Greece’s banks might not be declared insolvent for several days after a default, a European Central Bank supervisor said, offering the prospect of some temporary breathing room in the runup to a referendum.
The remarks by Felix Hufeld, who heads German banking watchdog Bafin and sits on the ECB’s banks supervisory board, underline the gravity of the situation facing Greece’s banks immediately after a missed payment to the International Monetary Fund and an end of its bailout programme.
But they also indicate that the ECB may not immediately deem the banks bust, thereby cutting their access to central bank funding ahead of a bailout vote on Sunday.

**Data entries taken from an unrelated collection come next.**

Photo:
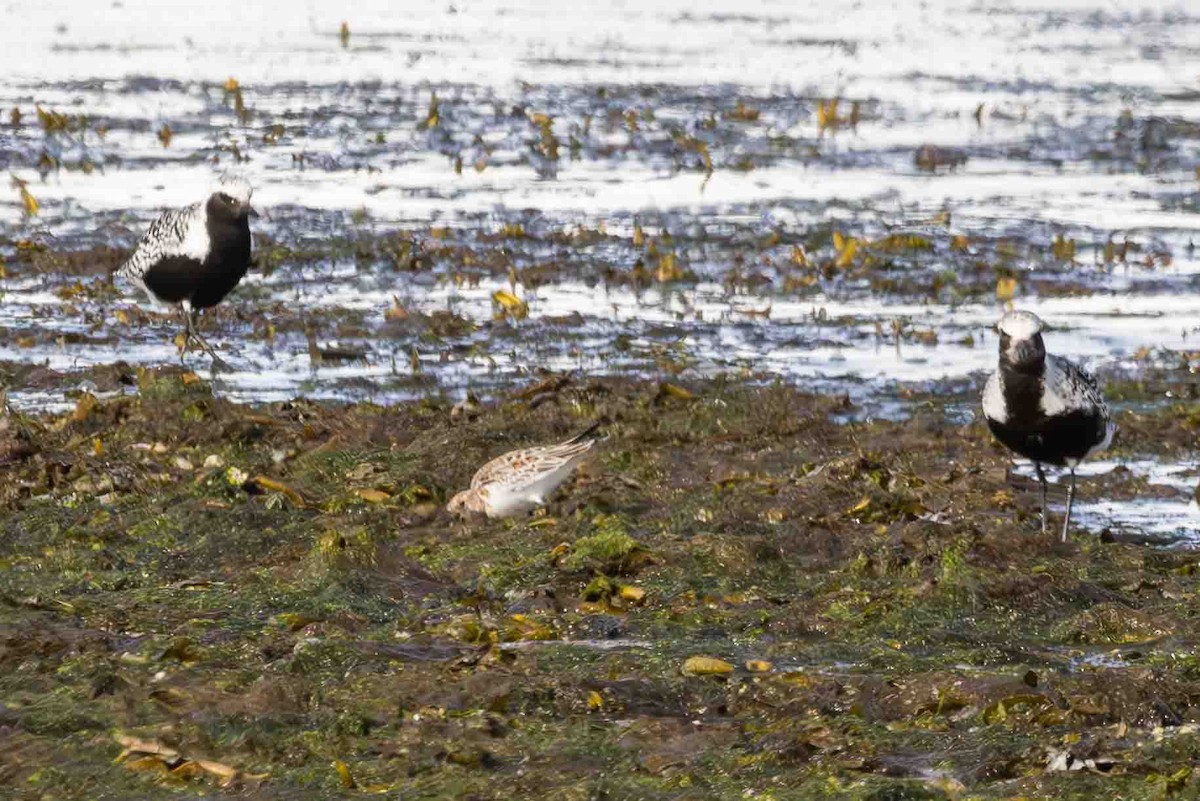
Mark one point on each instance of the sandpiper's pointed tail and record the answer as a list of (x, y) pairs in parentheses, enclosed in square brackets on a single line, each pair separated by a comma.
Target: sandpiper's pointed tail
[(587, 433)]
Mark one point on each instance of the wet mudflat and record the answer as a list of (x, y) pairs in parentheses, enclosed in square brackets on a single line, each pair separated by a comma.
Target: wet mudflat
[(766, 242), (741, 591)]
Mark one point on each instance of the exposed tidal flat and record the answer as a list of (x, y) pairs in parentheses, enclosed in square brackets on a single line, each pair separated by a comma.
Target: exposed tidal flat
[(766, 244)]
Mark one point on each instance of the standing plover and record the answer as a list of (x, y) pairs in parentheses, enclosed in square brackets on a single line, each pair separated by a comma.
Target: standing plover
[(520, 481), (197, 254), (1043, 407)]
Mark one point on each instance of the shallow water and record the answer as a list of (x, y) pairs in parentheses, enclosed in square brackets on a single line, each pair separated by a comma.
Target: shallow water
[(1061, 120)]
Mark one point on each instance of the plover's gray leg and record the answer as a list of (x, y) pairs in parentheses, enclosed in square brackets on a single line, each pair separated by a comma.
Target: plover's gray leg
[(1071, 498), (1042, 479)]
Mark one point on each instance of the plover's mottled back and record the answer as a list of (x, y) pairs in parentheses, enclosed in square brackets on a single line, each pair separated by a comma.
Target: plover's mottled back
[(521, 481), (1042, 407), (197, 254)]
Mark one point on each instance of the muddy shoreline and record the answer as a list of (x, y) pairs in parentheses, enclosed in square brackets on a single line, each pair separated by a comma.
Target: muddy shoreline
[(276, 591)]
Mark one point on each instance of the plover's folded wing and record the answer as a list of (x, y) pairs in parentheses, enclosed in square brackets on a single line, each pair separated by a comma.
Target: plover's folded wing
[(1071, 389), (175, 233)]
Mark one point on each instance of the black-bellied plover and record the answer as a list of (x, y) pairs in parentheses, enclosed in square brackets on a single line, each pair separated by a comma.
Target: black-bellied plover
[(1042, 407), (197, 254), (521, 481)]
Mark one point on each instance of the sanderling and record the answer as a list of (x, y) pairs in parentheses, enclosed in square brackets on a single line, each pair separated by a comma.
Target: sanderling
[(1042, 407), (197, 254), (520, 481)]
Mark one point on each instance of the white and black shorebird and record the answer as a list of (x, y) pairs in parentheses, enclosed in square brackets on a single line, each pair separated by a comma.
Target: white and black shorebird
[(197, 254), (1042, 407)]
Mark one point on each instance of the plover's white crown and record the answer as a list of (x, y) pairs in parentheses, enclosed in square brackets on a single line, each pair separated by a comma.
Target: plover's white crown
[(235, 186), (1021, 325)]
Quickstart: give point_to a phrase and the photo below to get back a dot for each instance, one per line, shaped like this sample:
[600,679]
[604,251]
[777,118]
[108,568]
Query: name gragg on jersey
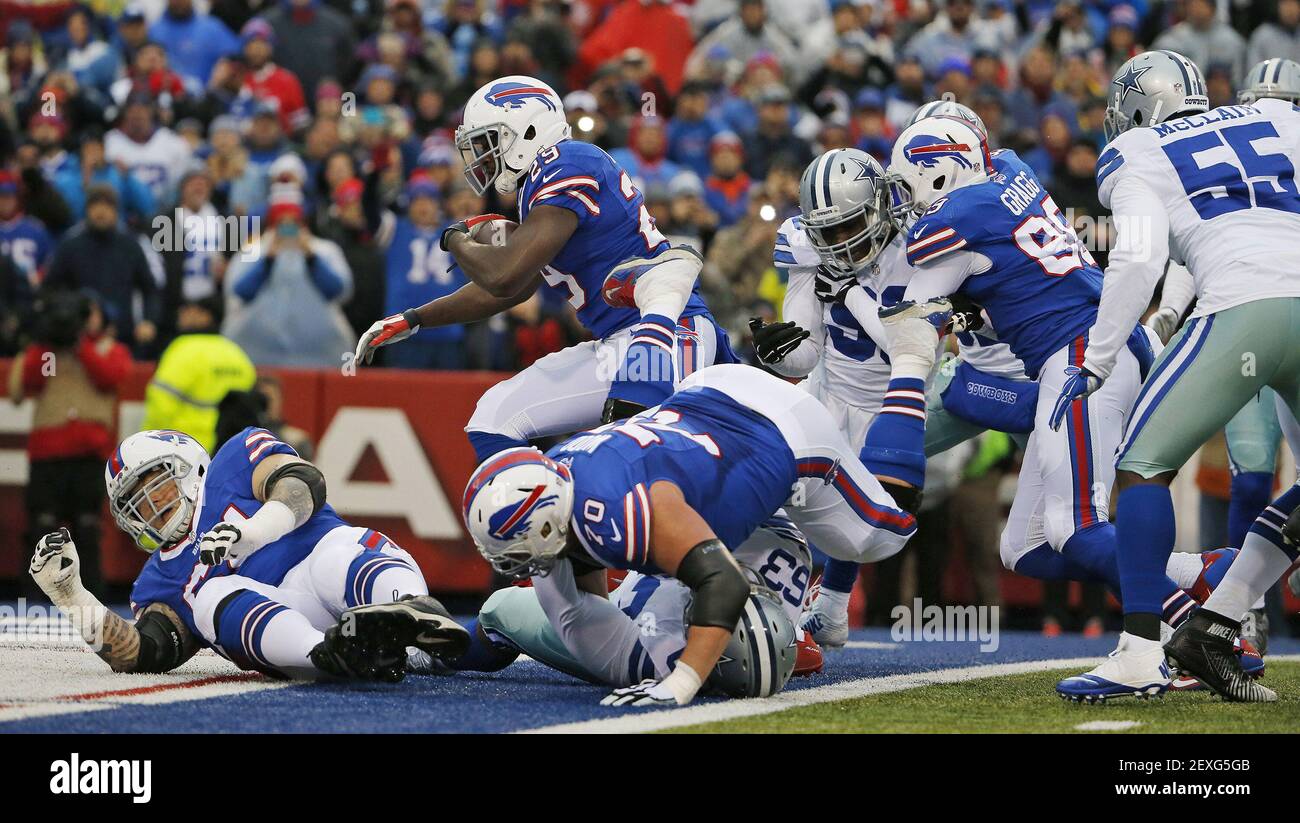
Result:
[1022,191]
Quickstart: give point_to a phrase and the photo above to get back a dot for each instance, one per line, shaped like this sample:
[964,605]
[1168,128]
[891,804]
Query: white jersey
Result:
[1226,181]
[846,351]
[157,163]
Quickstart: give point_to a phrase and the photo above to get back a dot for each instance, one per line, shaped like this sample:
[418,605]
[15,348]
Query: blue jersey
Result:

A withdrawal of such support would trigger the banks’ collapse and nudge Greece towards a euro exit. Hufeld’s comments signal that such a step is unlikely to come this week but instead later.
Asked how long Greek banks could hold out were the country to miss a 1.6 billion euro ($1.8 billion) payment to the International Monetary Fund on Tuesday, Hufeld said they could be considered solvent for up to five days.
“It’s a matter of days,” Hufeld, who sits on the ECB supervisory board that decides whether Greek banks are still solvent, told the Frankfurt business journalists’ club late on Monday, in remarks set for release on Tuesday.
“You can argue for hours about whether it’s two, three, four or five days,” he said.
Banks must be deemed to be solvent in order to tap the roughly 89 billion euros of Emergency Liquidity Assistance.
The judgment on whether they are falls to the ECB’s supervisors. It is then passed to the institution’s decision-making Governing Council to act.
Despite a breakdown in relations between Greece and its euro zone neighbours, central bankers are eager not to detonate the country financially by cutting funding entirely.
They have already imposed a stringent cap, rejecting a Greek demand for an extra 6 billion euros on Sunday, sources have said. This required the imposition of capital controls limiting cash withdrawals.
ECB Executive Board member Benoit Coeure said on Monday that if Greeks vote “Yes” in the referendum for the aid package, he had “no doubt” euro zone authorities will find ways to meet commitments towards Greece.
Hufeld warned against thinking that Europe could wash its hands of Greece’s problems if the country and its banks become insolvent, pointing out that critical functions, provisioning and logistics had to be maintained.
“If we declare the Greek banks insolvent, it’s not the end of the story,” he said.